How will the health care reform law affect health savings accounts (HSA)?


You get to maintain your health savings accounts (HSA) along with your health insurance even when the health care reform law kicks in. That is, for as long as the company selling your HSA-qualified health insurance makes your plan available to the market.

What we suggest is that you already purchase a plan that best suits your needs and budget. And, as new products are being offered in the market, you can compare your existing plan and the new plans. You can shift when you find a better plan.

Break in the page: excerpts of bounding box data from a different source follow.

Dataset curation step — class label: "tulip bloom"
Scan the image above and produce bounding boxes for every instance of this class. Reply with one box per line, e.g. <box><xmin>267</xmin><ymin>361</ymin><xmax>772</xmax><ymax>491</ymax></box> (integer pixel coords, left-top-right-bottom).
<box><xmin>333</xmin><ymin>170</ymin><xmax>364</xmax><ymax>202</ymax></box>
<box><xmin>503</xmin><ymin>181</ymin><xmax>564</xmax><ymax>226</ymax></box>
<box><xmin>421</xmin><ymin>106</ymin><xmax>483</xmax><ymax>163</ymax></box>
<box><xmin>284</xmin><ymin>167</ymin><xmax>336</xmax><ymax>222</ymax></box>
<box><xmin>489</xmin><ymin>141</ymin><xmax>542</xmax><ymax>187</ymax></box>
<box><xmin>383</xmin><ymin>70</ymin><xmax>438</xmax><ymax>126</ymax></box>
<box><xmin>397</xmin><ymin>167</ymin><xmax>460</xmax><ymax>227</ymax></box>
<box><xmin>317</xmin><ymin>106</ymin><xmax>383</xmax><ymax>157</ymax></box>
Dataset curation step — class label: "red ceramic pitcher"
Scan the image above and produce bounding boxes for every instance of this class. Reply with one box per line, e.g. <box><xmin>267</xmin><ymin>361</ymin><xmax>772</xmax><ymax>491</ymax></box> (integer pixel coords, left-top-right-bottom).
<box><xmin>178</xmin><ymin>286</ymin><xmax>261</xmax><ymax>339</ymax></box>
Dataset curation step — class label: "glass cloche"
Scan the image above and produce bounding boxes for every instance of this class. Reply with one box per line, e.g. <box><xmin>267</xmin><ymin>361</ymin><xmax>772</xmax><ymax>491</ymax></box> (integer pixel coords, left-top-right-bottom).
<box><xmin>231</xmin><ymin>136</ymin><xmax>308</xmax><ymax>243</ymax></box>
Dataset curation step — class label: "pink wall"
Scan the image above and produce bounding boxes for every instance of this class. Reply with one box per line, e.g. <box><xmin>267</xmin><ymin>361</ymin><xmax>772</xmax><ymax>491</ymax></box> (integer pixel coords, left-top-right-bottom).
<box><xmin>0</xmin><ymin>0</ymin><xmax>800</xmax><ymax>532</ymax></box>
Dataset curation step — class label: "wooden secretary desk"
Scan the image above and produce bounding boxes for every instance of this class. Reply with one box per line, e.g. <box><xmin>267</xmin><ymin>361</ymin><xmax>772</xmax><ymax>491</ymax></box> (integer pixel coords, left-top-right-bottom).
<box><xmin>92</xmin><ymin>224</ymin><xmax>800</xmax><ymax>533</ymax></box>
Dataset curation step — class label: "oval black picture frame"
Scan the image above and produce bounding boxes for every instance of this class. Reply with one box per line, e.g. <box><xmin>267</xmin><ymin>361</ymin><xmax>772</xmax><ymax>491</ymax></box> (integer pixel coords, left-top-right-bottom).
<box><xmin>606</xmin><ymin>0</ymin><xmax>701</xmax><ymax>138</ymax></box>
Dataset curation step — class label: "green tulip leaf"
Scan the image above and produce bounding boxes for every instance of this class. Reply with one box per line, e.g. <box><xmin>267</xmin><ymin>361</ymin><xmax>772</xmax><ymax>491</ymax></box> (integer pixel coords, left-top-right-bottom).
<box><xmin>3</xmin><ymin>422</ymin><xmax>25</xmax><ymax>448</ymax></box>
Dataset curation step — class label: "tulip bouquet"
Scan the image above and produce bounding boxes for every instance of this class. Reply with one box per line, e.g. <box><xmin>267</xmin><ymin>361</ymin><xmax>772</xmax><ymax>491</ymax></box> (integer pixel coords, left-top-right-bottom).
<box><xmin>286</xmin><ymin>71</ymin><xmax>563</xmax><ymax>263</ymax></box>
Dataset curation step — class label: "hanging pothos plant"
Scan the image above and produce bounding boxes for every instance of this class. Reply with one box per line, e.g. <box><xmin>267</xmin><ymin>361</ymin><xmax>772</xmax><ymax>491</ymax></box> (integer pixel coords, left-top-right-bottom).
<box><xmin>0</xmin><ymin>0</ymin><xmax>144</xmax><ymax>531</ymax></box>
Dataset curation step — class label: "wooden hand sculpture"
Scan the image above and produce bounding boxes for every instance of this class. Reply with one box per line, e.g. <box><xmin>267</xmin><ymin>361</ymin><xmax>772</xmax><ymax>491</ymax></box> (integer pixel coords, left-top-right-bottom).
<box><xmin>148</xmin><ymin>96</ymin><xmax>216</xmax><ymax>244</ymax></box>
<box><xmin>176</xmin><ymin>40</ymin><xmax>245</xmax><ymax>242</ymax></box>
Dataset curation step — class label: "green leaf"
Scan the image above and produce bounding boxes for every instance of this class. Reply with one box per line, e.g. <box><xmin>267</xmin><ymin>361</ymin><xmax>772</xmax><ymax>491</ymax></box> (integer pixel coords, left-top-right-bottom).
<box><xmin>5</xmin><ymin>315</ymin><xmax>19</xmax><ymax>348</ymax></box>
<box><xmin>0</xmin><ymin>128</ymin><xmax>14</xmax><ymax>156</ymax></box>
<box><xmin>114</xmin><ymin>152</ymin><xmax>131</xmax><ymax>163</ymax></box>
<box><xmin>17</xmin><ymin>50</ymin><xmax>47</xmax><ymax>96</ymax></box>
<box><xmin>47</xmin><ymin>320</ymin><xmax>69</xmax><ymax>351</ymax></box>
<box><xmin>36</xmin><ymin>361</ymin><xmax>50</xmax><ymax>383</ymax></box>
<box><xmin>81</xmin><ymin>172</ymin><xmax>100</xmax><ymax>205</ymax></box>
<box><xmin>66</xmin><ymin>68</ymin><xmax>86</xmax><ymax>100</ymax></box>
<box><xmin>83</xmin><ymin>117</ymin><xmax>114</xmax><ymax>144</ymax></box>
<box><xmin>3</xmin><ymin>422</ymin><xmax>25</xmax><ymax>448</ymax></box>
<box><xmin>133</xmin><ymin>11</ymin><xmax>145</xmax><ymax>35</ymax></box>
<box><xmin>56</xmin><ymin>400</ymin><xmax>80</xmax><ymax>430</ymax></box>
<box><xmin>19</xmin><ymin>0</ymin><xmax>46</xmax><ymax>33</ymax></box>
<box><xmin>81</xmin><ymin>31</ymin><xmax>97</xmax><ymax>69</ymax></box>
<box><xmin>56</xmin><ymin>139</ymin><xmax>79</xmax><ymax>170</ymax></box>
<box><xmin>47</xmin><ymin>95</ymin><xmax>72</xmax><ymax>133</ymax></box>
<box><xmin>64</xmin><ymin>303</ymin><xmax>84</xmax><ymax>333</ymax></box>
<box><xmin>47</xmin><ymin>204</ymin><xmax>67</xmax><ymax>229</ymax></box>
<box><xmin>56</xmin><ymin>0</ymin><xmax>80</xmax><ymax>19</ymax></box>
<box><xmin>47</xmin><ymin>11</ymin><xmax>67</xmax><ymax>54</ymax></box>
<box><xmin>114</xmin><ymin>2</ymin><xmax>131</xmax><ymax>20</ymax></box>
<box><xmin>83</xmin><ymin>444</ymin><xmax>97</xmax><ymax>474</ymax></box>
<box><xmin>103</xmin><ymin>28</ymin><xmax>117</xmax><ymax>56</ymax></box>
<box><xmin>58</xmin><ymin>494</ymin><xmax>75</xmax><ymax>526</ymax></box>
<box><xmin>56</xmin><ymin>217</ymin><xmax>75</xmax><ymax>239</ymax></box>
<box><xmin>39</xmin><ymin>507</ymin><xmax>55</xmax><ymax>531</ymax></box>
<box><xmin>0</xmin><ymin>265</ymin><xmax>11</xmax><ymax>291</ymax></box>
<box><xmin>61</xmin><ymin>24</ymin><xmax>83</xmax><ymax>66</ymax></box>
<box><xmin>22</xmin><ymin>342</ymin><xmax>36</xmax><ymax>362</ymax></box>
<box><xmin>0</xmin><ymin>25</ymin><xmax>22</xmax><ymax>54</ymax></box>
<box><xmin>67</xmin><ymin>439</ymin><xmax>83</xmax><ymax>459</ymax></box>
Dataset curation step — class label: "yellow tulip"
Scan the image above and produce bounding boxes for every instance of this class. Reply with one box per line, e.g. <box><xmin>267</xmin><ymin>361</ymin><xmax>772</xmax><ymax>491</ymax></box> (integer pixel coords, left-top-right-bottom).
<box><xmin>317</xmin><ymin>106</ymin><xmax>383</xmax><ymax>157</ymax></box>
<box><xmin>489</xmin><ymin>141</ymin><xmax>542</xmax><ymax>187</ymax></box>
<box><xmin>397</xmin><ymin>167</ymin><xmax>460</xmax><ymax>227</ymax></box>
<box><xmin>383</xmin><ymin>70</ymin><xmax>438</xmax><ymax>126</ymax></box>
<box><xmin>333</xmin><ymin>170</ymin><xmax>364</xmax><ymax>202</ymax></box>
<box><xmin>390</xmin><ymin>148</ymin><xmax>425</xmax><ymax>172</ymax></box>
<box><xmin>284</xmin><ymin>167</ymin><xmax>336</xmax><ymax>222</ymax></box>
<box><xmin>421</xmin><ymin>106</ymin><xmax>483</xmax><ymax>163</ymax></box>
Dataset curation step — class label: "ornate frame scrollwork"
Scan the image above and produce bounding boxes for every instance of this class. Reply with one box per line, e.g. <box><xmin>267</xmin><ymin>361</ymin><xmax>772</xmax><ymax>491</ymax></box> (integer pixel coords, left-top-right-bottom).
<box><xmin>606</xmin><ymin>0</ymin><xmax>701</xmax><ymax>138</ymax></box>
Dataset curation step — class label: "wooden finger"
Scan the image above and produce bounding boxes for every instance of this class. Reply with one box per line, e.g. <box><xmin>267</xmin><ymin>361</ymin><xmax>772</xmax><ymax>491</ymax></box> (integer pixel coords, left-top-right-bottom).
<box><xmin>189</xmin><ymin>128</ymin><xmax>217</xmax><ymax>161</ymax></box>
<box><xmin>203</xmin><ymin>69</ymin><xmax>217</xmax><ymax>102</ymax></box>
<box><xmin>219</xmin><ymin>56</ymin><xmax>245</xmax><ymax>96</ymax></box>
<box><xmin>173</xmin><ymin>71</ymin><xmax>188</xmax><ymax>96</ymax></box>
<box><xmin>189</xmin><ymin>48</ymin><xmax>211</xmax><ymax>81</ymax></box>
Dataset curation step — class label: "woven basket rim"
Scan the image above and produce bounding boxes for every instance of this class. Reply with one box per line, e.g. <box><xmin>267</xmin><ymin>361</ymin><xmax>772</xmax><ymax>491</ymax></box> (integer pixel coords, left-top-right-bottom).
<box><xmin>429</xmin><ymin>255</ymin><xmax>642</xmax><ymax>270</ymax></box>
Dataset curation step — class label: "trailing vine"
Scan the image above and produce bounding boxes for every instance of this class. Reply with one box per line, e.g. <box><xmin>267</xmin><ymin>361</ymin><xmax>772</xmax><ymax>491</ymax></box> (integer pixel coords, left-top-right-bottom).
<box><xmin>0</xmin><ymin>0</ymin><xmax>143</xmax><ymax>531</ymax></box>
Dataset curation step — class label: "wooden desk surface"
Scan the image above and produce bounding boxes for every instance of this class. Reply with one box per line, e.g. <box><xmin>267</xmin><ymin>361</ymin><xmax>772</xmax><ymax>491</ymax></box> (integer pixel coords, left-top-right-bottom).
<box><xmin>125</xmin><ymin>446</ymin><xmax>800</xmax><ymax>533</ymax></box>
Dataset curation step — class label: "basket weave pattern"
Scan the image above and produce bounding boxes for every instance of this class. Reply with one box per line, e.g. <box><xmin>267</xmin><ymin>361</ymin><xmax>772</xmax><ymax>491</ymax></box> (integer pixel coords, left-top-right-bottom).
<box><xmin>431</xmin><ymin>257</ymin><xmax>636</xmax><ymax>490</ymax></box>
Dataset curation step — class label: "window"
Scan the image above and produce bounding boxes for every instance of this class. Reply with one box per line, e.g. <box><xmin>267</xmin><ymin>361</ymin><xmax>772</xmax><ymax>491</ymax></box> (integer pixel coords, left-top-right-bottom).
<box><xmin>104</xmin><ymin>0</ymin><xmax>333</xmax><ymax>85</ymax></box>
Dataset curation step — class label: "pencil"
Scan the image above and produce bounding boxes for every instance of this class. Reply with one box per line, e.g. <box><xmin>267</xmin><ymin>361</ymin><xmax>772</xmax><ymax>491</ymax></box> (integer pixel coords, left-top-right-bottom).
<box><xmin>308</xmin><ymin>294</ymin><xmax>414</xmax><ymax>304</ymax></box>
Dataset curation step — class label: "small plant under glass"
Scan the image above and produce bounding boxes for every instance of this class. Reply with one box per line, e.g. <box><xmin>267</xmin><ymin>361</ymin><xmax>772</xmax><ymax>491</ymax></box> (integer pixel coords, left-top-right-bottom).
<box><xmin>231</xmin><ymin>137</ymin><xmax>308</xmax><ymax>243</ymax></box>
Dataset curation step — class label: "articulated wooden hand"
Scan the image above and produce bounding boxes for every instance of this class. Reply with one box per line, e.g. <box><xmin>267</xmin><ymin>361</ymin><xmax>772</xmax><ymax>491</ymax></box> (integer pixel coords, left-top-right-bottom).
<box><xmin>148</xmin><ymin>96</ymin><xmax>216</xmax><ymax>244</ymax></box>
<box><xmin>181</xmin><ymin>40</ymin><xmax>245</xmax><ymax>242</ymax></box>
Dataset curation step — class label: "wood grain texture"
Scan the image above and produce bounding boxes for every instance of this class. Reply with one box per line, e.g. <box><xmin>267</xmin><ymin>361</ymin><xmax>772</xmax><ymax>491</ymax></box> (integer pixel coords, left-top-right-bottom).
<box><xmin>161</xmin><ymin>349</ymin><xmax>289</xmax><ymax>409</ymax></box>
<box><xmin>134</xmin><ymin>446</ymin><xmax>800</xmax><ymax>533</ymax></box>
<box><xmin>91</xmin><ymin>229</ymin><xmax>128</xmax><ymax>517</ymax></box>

However, aside from this the new health care reform bill will affect HSAs in the following ways:

  • Penalties for withdrawals. More penalties when you withdraw money from your HSA and spend it on non-medical items. In fact, the bill will require twice the previous penalty (from 10% to 20%). That way, your HSA is protected at times when you are tempted to dip into it when you are short in funds and face mounting bills.
  • Medications limited to prescription drugs. You can no longer use your HSA to pay for over-the-counter medicines. When you take note that health insurance also does not pay for these drugs, it also is fair that HSAs are not used to pay for these. When the bill takes effect, you can only use your HSA for medications prescribed by your doctor.
  • Limited contributions. Starting on January 2013, contributions to medical expenses spent through an FSA will be up to $2,500 annually. This may be adjusted every year to reflect increases in the cost of living. The cost of living adjustments are for general inflation and will not be linked to the increases in medical costs.
  • Tax implications. Also in 2013, the amount spent on unreimbursed medical expenses may be taxable for up to 10% of one's adjusted gross income. Seniors are exempted from this until the year 2016.